Dès 1942, Fellini travaille pour Mario Bonnard sur Avanti c'è posto (1942) puis sur Campo de’fiori (1942). Il écrit également le Diamant mystérieux (l'Ultima Carrozzella, 1942) de Mario Mattoli, avant de travailler au bureau des projets dans la société de production de Roberto Rossellini. Il rédige dans le même temps des textes pour la radio et rencontre à cette occasion Giulietta Masina qu'il épouse en 1943. Roberto Rossellini l'entraîne dans la mouvance du néoréalisme en le faisant participer à l’écriture de Rome ville ouverte (Roma città aperta, 1945), puis de Paisa (Paisà, 1946), du Miracle (sketch de l'Amore, 1948), dont il est aussi l’un des interprètes, des Onze Fioretti de François d'Assise (Francesco, giullare di Dio, 1950) et d’Europe 51 (Europa 51, 1952). Il travaille également avec Pietro Germi et surtout Alberto Lattuada pour le Crime de Giovanni Episcopo (il Delitto di Giovanni Episcopo, 1947) et Sans pitié (Senza pietà, 1948), avant de cosigner avec ce dernier la mise en scène des Feux du Music hall (Luci del varietà, 1951), une œuvre nostalgique et baroque qui tranche avec le néoréalisme de l'époque et annonce ses futurs chefs-d'œuvre par le choix du thème et par le goût de l'insolite.
En 1952, Fellini réalise Courrier du Cœur / le Scheik blanc (lo Sceicco bianco), une satire décapante du milieu du roman-photo, univers qu'il connaît bien pour y avoir travaillé autrefois, puis les Vitelloni (i Vitelloni, 1953), chronique à la fois tendre et amère d’un groupe de jeunes provinciaux désœuvrés. Il collabore ensuite à un film collectif, l'Amour à la ville (l'Amore in città, 1953) avec le sketch Un’agenzia matrimoniale) qui entérine son éloignement du néoréalisme vers un univers ludique et onirique, ce que confirme son mélodrame populaire, la Strada (1954), fable poétique et cruelle qui révèle au monde le talent de Giulietta Masina et assure une gloire internationale à son auteur.
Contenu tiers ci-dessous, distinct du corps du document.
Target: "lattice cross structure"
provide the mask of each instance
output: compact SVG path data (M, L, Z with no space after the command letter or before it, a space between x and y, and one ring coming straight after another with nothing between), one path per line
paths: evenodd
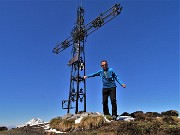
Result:
M115 4L85 25L84 9L82 5L79 6L77 9L76 24L71 31L71 35L63 42L57 43L56 47L53 49L53 53L59 54L72 46L72 58L68 62L68 66L71 67L69 97L68 100L62 101L62 108L67 109L67 113L73 108L75 108L75 113L78 113L79 102L84 103L82 112L86 112L86 81L83 79L83 76L86 74L84 49L86 38L118 16L121 10L121 4ZM75 104L75 107L72 107L72 104Z

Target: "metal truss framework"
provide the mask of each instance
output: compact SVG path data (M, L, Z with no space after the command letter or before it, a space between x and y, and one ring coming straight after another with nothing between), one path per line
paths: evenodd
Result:
M56 47L53 49L53 53L59 54L66 48L72 46L72 58L68 62L68 65L71 67L69 97L68 100L62 101L62 108L67 109L67 113L73 108L75 108L75 113L78 113L79 102L84 103L83 112L86 112L86 81L83 79L86 73L84 49L86 38L118 16L121 10L122 6L120 4L115 4L85 25L84 9L82 5L79 6L77 9L76 25L72 29L70 37L61 43L57 43ZM75 107L72 107L72 103L74 102Z

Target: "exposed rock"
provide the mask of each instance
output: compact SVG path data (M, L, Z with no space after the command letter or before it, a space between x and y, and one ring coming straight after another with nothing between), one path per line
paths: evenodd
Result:
M145 120L145 114L142 111L131 113L131 116L135 118L135 120Z
M166 112L162 112L161 114L165 115L165 116L176 116L176 117L178 117L178 115L179 115L178 111L176 111L176 110L169 110Z
M129 114L128 112L124 112L120 116L131 116L131 114Z
M146 112L147 117L160 117L161 114L158 112Z
M7 127L0 127L0 131L5 131L5 130L8 130Z
M125 121L126 118L132 118L131 116L118 116L123 119L107 122L106 116L100 113L82 112L65 119L52 119L49 124L51 126L48 127L47 124L49 130L45 130L43 125L34 125L0 131L0 135L180 135L180 118L177 116L159 116L156 112L145 114L142 111L131 115L134 116L134 121ZM75 123L78 119L78 123ZM57 130L51 129L52 127Z

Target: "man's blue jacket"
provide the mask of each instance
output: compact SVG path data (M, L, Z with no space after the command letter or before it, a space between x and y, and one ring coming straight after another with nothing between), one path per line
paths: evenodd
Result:
M112 88L116 87L115 80L122 85L123 82L118 78L117 74L114 72L112 68L108 68L107 70L100 70L96 73L87 75L88 78L100 76L103 82L103 88Z

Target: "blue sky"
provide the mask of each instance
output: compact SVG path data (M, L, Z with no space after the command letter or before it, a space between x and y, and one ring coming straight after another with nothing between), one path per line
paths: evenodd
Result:
M178 0L0 0L0 125L66 114L71 48L58 55L52 49L70 35L81 2L85 23L123 5L85 43L86 73L106 59L127 85L117 84L118 114L180 111ZM99 77L87 79L88 112L102 112L101 89Z

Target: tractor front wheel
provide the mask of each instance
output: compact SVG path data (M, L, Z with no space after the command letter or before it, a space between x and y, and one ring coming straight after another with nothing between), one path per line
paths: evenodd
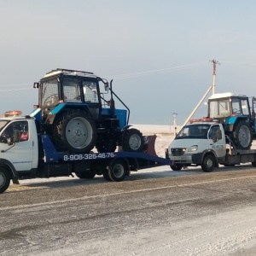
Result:
M142 152L143 150L143 137L137 129L128 129L122 136L122 147L124 151Z

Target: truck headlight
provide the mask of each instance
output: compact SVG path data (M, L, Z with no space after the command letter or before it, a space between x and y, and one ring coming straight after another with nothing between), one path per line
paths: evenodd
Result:
M191 146L190 148L188 148L188 152L194 152L194 151L196 151L198 148L198 146L197 145L193 145Z

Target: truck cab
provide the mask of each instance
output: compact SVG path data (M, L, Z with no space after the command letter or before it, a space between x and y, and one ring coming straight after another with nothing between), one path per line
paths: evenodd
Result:
M168 148L168 157L173 161L171 168L201 166L212 172L218 160L226 154L226 139L223 125L217 122L195 122L184 125Z
M0 167L13 174L33 172L38 164L38 134L33 118L9 116L0 119ZM21 175L22 176L22 175Z

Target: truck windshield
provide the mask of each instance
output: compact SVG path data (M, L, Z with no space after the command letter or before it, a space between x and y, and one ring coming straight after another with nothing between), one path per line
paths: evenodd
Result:
M0 131L3 130L3 128L9 123L9 120L0 120Z
M187 138L207 138L207 132L210 125L185 125L178 132L175 139L187 139Z

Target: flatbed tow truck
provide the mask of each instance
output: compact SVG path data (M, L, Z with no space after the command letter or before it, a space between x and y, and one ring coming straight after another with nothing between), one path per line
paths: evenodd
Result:
M108 181L120 182L131 171L172 165L169 159L156 155L155 135L143 137L143 152L122 151L121 147L106 153L57 151L49 136L38 132L33 114L20 116L13 111L0 119L0 193L11 180L19 184L20 179L75 174L79 178L102 175Z
M223 125L209 118L185 125L169 145L167 157L172 160L174 171L200 166L209 172L219 165L235 166L248 162L256 167L256 150L237 149Z

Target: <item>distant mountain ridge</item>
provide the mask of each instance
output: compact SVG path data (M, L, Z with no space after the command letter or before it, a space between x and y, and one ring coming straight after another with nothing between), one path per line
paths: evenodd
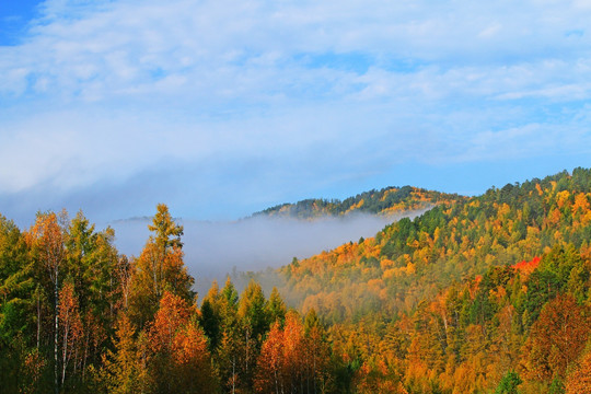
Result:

Après un film caustique sur une bande d'escrocs déguisés en prêtres, il Bidone (1955), il écrit avec Ennio Flaiano et Pier Paolo Pasolini les Nuits de Cabiria (le Notte di Cabiria, 1957), chronique déchirante où Giulietta Masina incarne une prostituée pathétique. Ce film semble marquer un retour vers la doctrine du néoréalisme, bien qu’il demeure très personnel dans sa forme. Après trois années de silence, Fellini obtient la palme d'or au festival de Cannes avec la Dolce Vita (1960), une dérive poétique, sans concessions ni complaisance, dans le milieu de la grande bourgeoisie romaine, à la fois riche et désœuvrée.